Among other problems with for-profit health systems is that even when they work today, tomorrow is not likely to bode well for patients. The good hospitals that spend money to deliver high-value care and still succeed financially are a smart investment for the predator companies that acquire them, knowing they can profit big time off of them. Not surprisingly, big hospital systems are buying up public hospitals.

Of course, the bigger the hospital systems, the greater the power they have over costs. We have seen many hospital mergers and acquisitions in the last couple of decades. The evidence is clear that these mergers drive up costs; we lack the evidence to confirm whether they drive down quality.

Jordan Rau of Kaiser Health News reports that one of North Carolina’s biggest hospital systems is buying New Hanover Regional Medical Center. New Hanover is a public hospital that is known for its high value care and good balance sheet. Odds are high that this purchase will drive up hospital prices as well as health insurance premiums for people in the area.

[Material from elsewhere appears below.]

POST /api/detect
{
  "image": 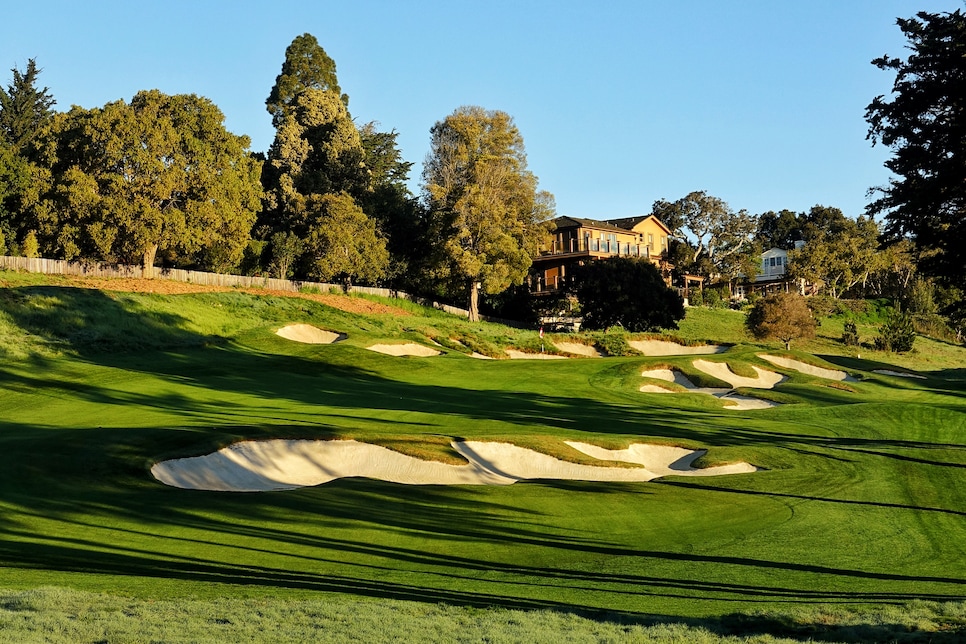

The state’s attorney general has the sole authority to approve the sale. One retired businessman nailed the likely consequences: “We project the prices will go up, they’ll probably lay off employees after a couple of years, and the hospital will decline in terms of its quality. . . . A very large percentage of mergers and acquisitions, like 90%, never succeed in fulfilling their initial goals.”

To be clear, the local government is making a lot of money off the sale. And, it could use the money to benefit the community in other ways. But, it won’t be able to control hospital prices.

There are now just 965 public hospitals owned by local governments out of 5,198, hospitals in the country. In the last ten years, there are four percent fewer hospitals and 14 percent fewer government-owned hospitals. There has been tremendous consolidation in the hospital industry.

The overwhelming majority of hospitals wield enormous power over their communities and the health insurers in those communities. As of 2017, only one in ten hospital markets were not “highly concentrated.”  Two separate studies show that patients and insurers tend to pay seven to 12 percent more in markets that are highly concentrated.